La presenza sul nostro territorio di Ecpi non basta però far spiccare il nostro Paese nella lista di quelli dove gli investitori sono più attenti ai cosiddetti rating sostenibili; persino la Cina ci è davanti. Gianluca Manca, referente per la sostenibilità di Eurizon Capital, giudicata da Ecpi come uno degli interlocutori italiani più attenti al tema, ammette che gli indici internazionali "sostenibili" non mostrino una superiorità univoca rispetto ai panieri tradizionali, ma considera necessario ‹‹presidiare questo settore, nonostante vi sia ancora poca consapevolezza sull'importanza della sostenibilità in ambito finanziario e, nonostante il passare degli anni, la formazione dell'opinione pubblica su tali argomenti non sia cresciuta abbastanza››.

All'annuncio della possibile, futura gloria dei rating sostenibili come timone per la direzione degli investimenti nei mercati finanziari si distingue con difficoltà se il suono che rimbomba nelle orecchie sia la carica "dei nostri" che si avvicina, oppure soltanto qualcosa di più che un semplice rumore di sottofondo; è sicuramente una buona notizia che Eurizon scelga i titoli su cui investire ‹‹in base a tre criteri: esclusione ex ante (settori come armamenti, gioco d'azzardo, nucleare, ecc.); best in class (le migliori nei settori "controversi", ma imprescindibili per lo sviluppo economico) ed utilizzando un comitato di sostenibilità››, e ci si augura che - specialmente in un momento la finanza-terminator è sempre sulla cresta dell'onda - quanti più investitori possibili decidano di seguire il suo esempio, e muovere i primi passi verso una prosecuzione della loro attività che sia davvero sostenibile.

Ciò che non viene mai intaccato, però, rimane la logica di fondo: perché scegliere "investimenti sostenibili"? Perché il giudizio risulta complessivamente migliore, e dunque i profitti più sicuri.

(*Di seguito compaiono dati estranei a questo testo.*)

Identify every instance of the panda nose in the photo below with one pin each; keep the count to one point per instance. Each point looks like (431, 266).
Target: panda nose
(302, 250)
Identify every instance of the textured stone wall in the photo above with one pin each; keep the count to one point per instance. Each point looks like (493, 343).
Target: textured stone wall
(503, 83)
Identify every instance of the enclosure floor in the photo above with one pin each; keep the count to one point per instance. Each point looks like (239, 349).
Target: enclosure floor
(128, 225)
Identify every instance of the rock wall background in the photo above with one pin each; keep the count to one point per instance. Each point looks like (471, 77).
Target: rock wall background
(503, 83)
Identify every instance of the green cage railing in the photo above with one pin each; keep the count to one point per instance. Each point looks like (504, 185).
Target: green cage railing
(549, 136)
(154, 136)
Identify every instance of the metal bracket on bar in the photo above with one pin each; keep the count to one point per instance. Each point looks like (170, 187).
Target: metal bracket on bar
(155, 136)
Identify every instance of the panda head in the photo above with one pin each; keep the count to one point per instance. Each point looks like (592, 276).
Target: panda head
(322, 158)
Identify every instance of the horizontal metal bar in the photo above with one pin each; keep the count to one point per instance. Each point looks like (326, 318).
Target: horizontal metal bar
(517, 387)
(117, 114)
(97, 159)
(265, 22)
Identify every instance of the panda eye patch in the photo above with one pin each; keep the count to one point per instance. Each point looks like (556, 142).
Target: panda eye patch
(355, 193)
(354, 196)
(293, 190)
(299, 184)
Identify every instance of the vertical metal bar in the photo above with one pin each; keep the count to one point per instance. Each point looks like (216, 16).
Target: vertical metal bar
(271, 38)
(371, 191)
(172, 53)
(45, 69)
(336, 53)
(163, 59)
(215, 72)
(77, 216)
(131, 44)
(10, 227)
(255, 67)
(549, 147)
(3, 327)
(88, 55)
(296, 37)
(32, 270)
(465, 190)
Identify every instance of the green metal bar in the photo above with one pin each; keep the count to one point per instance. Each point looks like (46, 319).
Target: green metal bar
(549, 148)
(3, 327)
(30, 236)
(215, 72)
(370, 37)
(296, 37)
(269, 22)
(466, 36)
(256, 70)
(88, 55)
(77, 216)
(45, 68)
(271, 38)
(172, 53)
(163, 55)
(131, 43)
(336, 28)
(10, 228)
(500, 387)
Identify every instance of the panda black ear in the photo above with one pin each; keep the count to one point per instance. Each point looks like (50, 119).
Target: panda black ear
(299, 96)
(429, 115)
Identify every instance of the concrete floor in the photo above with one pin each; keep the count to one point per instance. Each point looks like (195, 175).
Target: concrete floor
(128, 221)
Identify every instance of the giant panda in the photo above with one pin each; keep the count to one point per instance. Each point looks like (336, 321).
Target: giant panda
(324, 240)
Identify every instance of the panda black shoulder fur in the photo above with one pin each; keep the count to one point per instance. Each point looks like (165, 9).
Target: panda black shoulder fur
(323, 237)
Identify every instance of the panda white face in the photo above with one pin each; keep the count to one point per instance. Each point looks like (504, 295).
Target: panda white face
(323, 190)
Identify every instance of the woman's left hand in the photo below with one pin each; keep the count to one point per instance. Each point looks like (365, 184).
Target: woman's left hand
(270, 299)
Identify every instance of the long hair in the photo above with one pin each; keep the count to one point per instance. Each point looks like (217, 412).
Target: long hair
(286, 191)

Non sarebbe il caso di sostenere un modus operandi diverso, che non veda nella sola caccia ai profitti l'unica bussola possibile? Tralasciando l'esempio dei giocatori di borsa incalliti, per i quali l'appellativo di "giocatore" - d'azzardo - risulta particolarmente adatto, nonostante venga data loro la possibilità di influenzare i mercati e le economie mondiali coi loro stessi balocchi, a rientrare nel segmento retail sono quei cittadini e quelle famiglie che cercano rifugio nei miraggi della finanza e dei giganti costituiti dai fondi pensione, cercando di far fruttare i risparmi di una vita, delusi dai rendimenti ormai ridotti all'osso dei depositi bancari.

Che cosa succederebbe se, togliendo per un attimo dalla scena il solo profitto economico a breve termine, a questi pesci piccoli della finanza fosse data la possibilità di mettere insieme i propri risparmi convogliando le risorse raccolte per investire direttamente sul proprio territorio? Si legge sempre più spesso di enti locali sovraddebitati e ingabbiati nelle maglie di strumenti finanziari sempre più complessi; se questi stessi enti locali, partendo dai comuni, chiedessero ai propri cittadini di finanziare direttamente con i loro risparmi i servizi da offrire, dando anche la parola sulla priorità da dedicare alle varie voci di spesa, emettendo una sorta di bond legati al territorio, potrebbero liberarsi da quelle maglie fraudolente ed offrire al contempo ai propri cittadini una qualità della vita migliore, anziché un credito (spesso misero) in banca.

Quel manifesto per i beni comuni proposto su queste stesse pagine per un'Europa migliore sarebbe lecito ed auspicabile aspettarselo anche per un'Italia, per dei comuni, province e regioni migliori, e si potrebbe raggiungere togliendosi le bende del profitto a tutti i costi da davanti gli occhi, cambiando le aspettative che ognuno (o quasi) di noi crede siano le uniche possibili verso le quali destinare le risorse che possiede.